Rounding in Fixed Point Number Conversions

When converting from one fixed point representation to another, there is often a right shift operation to eliminate bits. (Or higher order bits are just stored without keeping the lower order bits.) This occurs when converting from a Q31 to a Q15 format number for example, since 16 bits need to be eliminated. Before throwing away the unused bits, sometimes it is desirable to perform a rounding operation first. This can improve the accuracy of results, and can prevent the introduction of a bias during conversion of a signal. Rounding is also an important operation when generating fixed point filter coefficients from floating point values, but that is not the subject of this post.

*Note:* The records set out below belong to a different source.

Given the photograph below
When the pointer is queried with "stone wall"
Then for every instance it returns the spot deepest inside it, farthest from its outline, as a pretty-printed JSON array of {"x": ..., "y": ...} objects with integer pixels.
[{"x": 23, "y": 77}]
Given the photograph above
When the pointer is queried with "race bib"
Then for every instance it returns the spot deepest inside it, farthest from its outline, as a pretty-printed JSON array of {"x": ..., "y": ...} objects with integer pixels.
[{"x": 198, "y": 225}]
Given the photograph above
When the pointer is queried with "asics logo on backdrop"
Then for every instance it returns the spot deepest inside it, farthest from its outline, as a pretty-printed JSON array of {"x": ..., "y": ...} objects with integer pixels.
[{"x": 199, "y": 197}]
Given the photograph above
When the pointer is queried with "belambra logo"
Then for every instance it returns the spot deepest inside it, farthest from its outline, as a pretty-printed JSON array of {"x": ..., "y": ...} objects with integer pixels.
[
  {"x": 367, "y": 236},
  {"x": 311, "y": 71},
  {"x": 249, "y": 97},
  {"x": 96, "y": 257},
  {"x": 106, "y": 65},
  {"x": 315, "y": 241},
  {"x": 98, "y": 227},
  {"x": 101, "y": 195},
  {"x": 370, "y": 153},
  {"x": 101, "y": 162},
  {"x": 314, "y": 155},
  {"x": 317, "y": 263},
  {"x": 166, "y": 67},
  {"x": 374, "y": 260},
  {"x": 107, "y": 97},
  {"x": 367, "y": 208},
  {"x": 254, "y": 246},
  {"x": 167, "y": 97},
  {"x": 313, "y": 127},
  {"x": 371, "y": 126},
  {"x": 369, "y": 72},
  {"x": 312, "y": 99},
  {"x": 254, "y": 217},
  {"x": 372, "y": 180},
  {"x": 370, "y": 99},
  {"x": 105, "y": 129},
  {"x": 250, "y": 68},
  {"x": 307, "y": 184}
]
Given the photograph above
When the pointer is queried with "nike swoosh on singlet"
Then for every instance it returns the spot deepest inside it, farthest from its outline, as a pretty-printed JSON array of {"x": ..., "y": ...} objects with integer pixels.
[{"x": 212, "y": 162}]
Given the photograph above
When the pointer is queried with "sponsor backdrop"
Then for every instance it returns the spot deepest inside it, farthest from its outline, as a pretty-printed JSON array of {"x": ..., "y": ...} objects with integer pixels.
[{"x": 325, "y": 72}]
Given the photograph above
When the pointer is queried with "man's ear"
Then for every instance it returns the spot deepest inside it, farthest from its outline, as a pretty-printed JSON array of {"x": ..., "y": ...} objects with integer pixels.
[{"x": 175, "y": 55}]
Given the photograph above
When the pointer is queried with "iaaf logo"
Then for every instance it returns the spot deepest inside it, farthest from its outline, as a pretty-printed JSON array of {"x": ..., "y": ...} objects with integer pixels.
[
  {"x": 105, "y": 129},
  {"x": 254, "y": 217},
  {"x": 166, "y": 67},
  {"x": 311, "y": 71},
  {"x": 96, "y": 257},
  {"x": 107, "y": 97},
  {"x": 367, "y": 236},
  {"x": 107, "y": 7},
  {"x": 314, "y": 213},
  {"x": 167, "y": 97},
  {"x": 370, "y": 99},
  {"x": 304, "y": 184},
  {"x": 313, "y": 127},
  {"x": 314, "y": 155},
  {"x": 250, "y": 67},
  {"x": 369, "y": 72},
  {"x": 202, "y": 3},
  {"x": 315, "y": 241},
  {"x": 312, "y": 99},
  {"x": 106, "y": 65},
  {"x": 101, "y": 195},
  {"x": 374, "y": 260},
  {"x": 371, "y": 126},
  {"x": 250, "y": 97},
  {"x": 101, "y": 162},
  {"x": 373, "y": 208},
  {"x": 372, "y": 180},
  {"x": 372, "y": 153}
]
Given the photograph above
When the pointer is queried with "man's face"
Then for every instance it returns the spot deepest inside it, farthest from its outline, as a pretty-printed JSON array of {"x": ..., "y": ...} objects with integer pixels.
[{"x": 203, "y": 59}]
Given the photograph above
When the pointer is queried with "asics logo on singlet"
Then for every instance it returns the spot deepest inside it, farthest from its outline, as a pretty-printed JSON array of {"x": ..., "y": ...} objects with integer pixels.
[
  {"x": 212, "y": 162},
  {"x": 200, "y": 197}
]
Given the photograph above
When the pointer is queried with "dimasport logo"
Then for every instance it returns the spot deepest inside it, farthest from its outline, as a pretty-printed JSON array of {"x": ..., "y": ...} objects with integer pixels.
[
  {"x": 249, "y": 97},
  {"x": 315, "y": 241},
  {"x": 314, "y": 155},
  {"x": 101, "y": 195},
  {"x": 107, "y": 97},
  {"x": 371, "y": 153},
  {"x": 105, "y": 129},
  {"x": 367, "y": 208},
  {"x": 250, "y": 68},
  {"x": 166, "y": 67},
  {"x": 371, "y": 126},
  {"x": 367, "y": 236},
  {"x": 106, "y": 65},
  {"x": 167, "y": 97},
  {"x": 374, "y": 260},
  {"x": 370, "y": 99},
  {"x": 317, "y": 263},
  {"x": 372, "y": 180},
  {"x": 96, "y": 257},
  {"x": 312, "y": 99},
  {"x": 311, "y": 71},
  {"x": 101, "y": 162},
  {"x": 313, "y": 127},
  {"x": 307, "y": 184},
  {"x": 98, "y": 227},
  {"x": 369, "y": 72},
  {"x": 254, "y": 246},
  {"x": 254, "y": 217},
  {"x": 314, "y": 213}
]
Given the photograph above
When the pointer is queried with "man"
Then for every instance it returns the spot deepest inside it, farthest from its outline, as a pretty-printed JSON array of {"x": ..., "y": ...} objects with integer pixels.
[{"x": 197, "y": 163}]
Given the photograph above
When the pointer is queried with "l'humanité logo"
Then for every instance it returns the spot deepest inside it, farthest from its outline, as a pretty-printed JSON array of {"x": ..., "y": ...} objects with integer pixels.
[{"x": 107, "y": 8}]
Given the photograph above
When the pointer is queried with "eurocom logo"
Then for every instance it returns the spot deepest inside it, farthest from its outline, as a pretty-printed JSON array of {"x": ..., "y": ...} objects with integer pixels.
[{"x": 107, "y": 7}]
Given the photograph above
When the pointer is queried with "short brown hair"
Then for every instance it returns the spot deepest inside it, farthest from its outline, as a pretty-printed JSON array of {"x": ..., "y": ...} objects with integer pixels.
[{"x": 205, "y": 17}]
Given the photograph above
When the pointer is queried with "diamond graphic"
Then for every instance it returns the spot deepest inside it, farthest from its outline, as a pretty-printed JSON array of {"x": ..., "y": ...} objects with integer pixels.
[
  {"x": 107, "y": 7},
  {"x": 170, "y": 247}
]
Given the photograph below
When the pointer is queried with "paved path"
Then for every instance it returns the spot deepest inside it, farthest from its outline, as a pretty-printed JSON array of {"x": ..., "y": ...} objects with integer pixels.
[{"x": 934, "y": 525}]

To illustrate rounding, I will use an example where six different signed Q7.8 numbers are converted to a signed Q15.0 number (a regular 16 bit integer). I will illustrate truncation (throwing away the least significant eight bits) and rounding. Recall that a Q7.8 number has seven integer bits and eight fractional bits. For the example, the six numbers will be 1.25, 1.5, 1.75, -1.25, -1.5 and -1.75.

The first thing to determine is how these numbers will be represented in a 16 bit integer register. Multiplying each by 256 (which is two to the power eight) gives the following result (in hexadecimal):

1.25 = 0×0140

1.5 = 0×0180

1.75 = 0x01C0

-1.25 = 0xFEC0

-1.5 = 0xFE80

-1.75 = 0xFE40

Now if the numbers are truncated, the result is found by shifting right by eight. Here are the results:

truncate(1.25) = 0×0001 = 1

truncate(1.5) = 0×0001 = 1

truncate(1.75) = 0×0001 = 1

truncate(-1.25) = 0xFFFE = -2

truncate(-1.5) = 0xFFFE = -2

truncate(-1.75) = 0xFFFE = -2

For the positive numbers, the result of truncation is that the fractional part is discarded. The negative number results are more interesting. The result is that the fractional part is lost, and the integer part has been reduced by one. If a series of these numbers had a mean of zero before truncation, then the series would have a mean of less than zero after truncation. Rounding is used to avoid this problem of introduced bias and to make results more accurate.

Truncation is not really the correct term for the example above. More accurately, a “floor” operation is being executed. A floor operation returns the greatest integer that is not greater than the operand.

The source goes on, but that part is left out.